In my column about problems with the city’s justice center proposal, I used Eskenazi Hospital’s campaign for a bond issue as evidence Indianapolis citizens will support public projects—even when they require a tax increase—when they see those projects as well-conceived and necessary.
Last week, I had the opportunity to tour Eskenazi with Matt Gutwein, CEO of the Health & Hospital Corp. of Marion County. I came away more convinced than ever that Eskenazi’s planning process can teach us important lessons about the proper approach to public projects.

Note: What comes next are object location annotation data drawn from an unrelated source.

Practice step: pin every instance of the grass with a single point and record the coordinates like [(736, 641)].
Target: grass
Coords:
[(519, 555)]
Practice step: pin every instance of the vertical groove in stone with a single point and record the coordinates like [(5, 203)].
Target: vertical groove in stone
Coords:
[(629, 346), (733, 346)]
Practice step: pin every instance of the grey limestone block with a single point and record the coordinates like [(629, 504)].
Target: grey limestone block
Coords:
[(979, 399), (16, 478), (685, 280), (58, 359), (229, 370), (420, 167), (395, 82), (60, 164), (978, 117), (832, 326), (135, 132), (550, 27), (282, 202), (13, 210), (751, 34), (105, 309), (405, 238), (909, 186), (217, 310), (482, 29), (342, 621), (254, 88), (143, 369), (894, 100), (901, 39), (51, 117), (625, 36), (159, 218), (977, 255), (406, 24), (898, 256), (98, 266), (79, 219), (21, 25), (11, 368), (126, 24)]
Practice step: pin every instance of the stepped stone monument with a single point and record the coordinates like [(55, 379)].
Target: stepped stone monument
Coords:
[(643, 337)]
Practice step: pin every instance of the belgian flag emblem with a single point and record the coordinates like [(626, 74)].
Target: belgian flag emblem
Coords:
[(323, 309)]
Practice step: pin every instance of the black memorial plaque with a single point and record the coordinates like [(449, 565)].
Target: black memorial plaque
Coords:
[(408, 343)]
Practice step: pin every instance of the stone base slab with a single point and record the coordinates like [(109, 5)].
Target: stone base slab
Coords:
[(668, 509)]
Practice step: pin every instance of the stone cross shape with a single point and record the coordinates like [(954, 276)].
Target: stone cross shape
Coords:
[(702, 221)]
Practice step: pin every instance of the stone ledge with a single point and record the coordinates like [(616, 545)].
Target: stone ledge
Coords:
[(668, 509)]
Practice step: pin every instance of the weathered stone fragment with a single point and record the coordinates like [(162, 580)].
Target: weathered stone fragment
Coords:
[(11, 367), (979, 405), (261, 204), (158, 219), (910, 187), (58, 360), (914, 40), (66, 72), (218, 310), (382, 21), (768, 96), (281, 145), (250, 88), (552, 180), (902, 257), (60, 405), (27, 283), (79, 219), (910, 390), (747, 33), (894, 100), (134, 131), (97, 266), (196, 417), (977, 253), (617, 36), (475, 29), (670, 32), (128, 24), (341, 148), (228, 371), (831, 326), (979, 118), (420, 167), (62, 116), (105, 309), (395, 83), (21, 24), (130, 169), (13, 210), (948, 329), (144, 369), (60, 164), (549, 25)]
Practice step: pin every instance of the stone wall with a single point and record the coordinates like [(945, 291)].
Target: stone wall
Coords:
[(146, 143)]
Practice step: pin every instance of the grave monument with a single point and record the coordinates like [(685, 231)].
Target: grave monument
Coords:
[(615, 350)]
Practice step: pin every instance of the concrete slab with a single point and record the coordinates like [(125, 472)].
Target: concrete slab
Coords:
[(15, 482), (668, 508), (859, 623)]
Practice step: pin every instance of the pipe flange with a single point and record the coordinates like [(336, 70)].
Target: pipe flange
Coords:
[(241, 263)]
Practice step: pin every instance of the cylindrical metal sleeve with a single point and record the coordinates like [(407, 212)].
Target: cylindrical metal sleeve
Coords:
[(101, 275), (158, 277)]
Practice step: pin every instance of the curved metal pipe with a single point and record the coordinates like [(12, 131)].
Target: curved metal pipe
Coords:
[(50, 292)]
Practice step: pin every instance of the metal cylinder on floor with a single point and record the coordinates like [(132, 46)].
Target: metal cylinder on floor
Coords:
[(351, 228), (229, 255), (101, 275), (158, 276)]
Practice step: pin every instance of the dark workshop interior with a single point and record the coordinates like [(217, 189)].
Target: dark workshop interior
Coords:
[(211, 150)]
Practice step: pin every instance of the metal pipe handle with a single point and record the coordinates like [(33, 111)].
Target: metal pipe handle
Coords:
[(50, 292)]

The hospital building and grounds are a major contribution to the city’s built environment and IUPUI’s campus. The architecture and landscape are stunning and inviting. As we toured the building, however, it also became clear that every decision, no matter how seemingly minor—materials, lighting, placement of equipment, choice of artworks, views from patient windows, the “sky farm” on the roof—was the result of meticulous research.
For each area, there was a reason: We did this in this way because …
Planning took three years, and included all stakeholders: maintenance workers, nursing staff, doctors and especially patients. Nor was their participation a “one-off”—after the initial input. The hospital built a model of a patient room in a warehouse, and brought the stakeholders back to critique it. Literally hundreds of people were involved.
The goal was to have every aspect of the design focus on health and wellness.
Unlike other hospitals, Eskenazi doesn’t survive financially on fee-for-service billings. Both its mission and its economic model require keeping people well.
Evidence of thoughtful planning with a laser-like focus on patient comfort and safety is everywhere. (Those of us who have lost our bearings in disorienting and intimidating corridors while visiting hospitalized friends will also appreciate the intuitive, color-coded design.)
The result of what I would characterize as “evidence-based planning” is a cost-effective, high-quality and efficient facility. By taking advantage of the opportunity to reorganize care delivery for all departments, planners eliminated wasted space.
As a result, the hospital serves 20 percent more patients in one-third the amount of space, uses 45 percent less energy, and has 12 percent lower operating costs than its predecessor. And although the cost of the facility was an eye-popping $754 million, that still brought it within the lowest quartile of hospital construction costs.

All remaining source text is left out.